En febrero del 2016 el senador nacionalista Luis Lacalle Pou presentó un proyecto de ley, redactado por los abogados de TPNH, donde se plantea la modificación de los artículos 34 y 37 de la ley n.o 17.823 del Código de la Niñez y la Adolescencia. El proyecto propone que “cuando los padres pongan fin a la relación que los unía, la tenencia de los hijos será preceptivamente compartida”. Entre las modificaciones sustanciales, plantea además que el magistrado actuante “deberá dentro del plazo máximo de 90 días contados a partir de la presentación de la demanda dictar sentencia definitiva de primera instancia” y, en caso de denuncia, propone mantener la tenencia compartida hasta que exista una sentencia de condena.

Los objetivos son claros: asegurar la tenencia para ambos padres, evitar que los tiempos de la ley se vuelvan superlativos e inhibir las falsas denuncias.

Unos meses más tarde, con el objetivo de acercar una posible resolución, Stop Abuso reformuló el proyecto de ley y planteó, en una nueva versión, que el juez “procure” una división equitativa del tiempo de contacto de los menores con sus padres. A pesar del intento, los registros del Parlamento demuestran que en octubre del 2017 la comisión postergó su tratamiento, y desde entonces el proceso se detuvo completamente.

La voz legítima

Según Díaz, este proyecto de ley no contempla la particularidad de cada caso: “Empezando porque no todos los padres quieren tener la tenencia, y no todos están capacitados. Podría ser que en principio sea compartida, pero es necesario dejar una válvula de escape para que el juez dictamine. Hay que tener en cuenta que siempre la prioridad es el niño”.

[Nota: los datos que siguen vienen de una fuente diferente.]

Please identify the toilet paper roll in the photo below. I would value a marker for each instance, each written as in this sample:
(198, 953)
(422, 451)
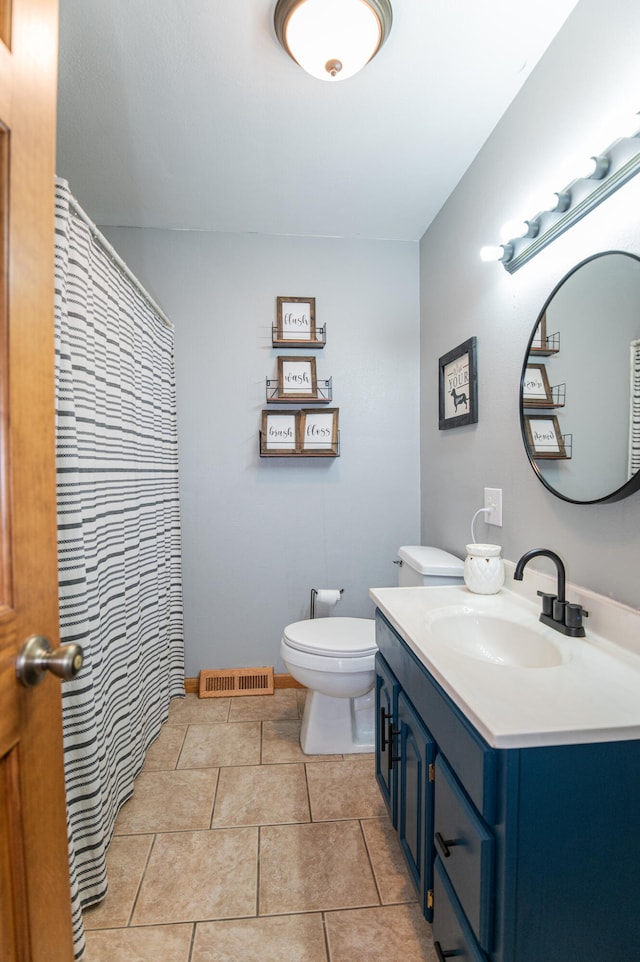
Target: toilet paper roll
(328, 596)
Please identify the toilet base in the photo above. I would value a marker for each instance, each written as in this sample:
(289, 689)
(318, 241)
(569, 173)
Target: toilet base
(338, 726)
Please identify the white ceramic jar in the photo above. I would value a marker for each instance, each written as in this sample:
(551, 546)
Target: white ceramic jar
(484, 569)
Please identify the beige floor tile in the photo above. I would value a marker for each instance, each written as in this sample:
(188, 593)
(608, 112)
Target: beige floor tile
(283, 938)
(282, 704)
(163, 754)
(389, 866)
(169, 802)
(199, 876)
(126, 861)
(391, 932)
(312, 867)
(192, 709)
(159, 943)
(261, 795)
(281, 743)
(344, 789)
(207, 746)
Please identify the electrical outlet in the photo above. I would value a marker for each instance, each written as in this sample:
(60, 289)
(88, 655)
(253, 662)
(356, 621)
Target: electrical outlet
(493, 500)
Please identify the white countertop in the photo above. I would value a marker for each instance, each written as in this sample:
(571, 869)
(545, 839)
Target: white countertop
(592, 696)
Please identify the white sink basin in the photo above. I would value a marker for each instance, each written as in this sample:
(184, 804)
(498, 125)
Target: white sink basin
(492, 638)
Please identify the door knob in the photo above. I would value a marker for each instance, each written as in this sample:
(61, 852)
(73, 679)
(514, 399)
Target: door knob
(36, 658)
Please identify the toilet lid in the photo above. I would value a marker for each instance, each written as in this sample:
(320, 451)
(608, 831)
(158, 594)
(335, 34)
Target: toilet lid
(344, 637)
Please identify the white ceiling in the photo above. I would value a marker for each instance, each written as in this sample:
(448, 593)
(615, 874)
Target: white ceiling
(187, 114)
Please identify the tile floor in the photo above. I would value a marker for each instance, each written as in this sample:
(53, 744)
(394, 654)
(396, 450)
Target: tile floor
(236, 847)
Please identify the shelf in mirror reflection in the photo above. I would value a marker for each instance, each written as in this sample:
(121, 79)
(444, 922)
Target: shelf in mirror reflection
(594, 311)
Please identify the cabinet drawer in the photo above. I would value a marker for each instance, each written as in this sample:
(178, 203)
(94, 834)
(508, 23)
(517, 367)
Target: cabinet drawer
(466, 848)
(451, 933)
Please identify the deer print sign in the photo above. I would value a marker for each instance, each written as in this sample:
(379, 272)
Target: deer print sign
(458, 398)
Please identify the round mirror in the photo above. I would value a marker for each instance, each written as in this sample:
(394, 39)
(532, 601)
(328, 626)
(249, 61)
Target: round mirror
(580, 385)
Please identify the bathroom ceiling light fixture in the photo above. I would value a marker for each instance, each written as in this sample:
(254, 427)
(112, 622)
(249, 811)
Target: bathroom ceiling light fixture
(603, 174)
(332, 39)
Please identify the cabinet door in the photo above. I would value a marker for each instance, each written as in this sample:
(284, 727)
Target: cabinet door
(416, 751)
(386, 707)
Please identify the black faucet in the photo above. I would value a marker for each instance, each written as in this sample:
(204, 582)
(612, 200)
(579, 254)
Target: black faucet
(556, 611)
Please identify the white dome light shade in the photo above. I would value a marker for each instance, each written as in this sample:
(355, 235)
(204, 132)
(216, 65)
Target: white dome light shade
(332, 39)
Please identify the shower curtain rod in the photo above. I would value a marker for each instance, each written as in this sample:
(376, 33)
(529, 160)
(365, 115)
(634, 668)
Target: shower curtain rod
(113, 255)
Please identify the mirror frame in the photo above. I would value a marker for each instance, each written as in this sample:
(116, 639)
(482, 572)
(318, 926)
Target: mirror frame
(630, 486)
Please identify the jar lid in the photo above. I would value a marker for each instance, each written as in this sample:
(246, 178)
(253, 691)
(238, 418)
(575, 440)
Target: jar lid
(484, 550)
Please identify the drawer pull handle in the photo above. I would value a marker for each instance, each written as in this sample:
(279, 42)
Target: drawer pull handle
(383, 730)
(442, 955)
(445, 844)
(392, 758)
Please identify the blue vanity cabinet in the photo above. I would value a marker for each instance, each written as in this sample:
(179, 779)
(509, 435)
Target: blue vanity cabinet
(405, 756)
(416, 752)
(386, 711)
(543, 843)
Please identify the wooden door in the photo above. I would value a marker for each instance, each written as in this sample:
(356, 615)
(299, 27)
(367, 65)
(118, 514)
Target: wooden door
(35, 908)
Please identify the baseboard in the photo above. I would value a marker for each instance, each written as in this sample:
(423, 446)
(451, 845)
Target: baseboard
(192, 685)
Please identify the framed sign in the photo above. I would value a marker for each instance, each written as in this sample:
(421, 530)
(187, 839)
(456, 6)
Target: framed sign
(297, 377)
(544, 437)
(319, 431)
(458, 386)
(535, 387)
(296, 319)
(280, 432)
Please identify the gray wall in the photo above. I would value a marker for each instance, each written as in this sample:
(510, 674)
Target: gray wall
(259, 533)
(589, 72)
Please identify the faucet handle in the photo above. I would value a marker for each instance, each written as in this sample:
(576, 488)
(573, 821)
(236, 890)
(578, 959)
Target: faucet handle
(547, 602)
(574, 615)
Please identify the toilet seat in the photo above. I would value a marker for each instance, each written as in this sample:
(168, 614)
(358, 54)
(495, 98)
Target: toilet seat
(332, 637)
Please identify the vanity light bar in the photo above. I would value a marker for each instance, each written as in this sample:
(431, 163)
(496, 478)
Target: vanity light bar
(604, 173)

En cuanto al SAP, la ministra dice “hablemos del concepto y no del síndrome”, para amortiguar las repercusiones que señalan que el término no está registrado (a pesar de que en 2018 la OMS reconoció el concepto –aunque no como síndrome ni como desorden–). “La alienación parental no es más que una manipulación en la que el padre que vive con el niño (yo no hablo de tenencia sino de ‘progenitor conviviente’, porque el niño no es una cosa) empieza a hablar del otro progenitor, a veces en forma disimulada, de manera negativa sobre el padre no conviviente. Entonces el hijo alienado hace ‘una alianza’ con ese progenitor. Ese discurso genera una falsa memoria, hasta que el niño se convence”, explica Díaz, que afirma que ve la situación en un sinfín de casos, tanto en hombres como en mujeres. Las implicancias son graves, y deben ser tenidas en cuenta a la hora de una sentencia. “Los progenitores que sufren la alienación parental se sienten desesperados. Ven que el Poder Judicial no los ayuda. Yo creo que el camino es –y en otros países funciona así–, sacarlo de lo judicial y proponer apoyo psicológico, que colabore en desarticular la situación. Necesitamos apoyar a quien lo está sufriendo y trabajar con el progenitor que lo ejerce, para que entienda que genera un daño irreparable al niño. En España esto se aplica a través de un coordinador parental: una figura especializada, un psicólogo o un asistente social, que trabaja en esas asperezas e intenta llegar a un acuerdo, sin judicializar”, dice. La magistrada hace hincapié en las implicancias de llevar el tema a la Justicia, y que inevitablemente los tiempos de la ley no logran cumplir con las necesidades reales. “Hay que darle mucha más importancia en Uruguay al derecho de familia. Se necesitan más recursos. No basta con hacer leyes, aunque sean con muy buena intención. Familia es el 50 % de todo el Poder Judicial. Los tribunales de apelación son dos para todo el país. Es imposible acaparar”, comenta. “Creo que tendrían que prepararse profesionales que entiendan el problema y sean capaces de volar por encima de las ideologías. ¿Qué es lo importante? El niño”.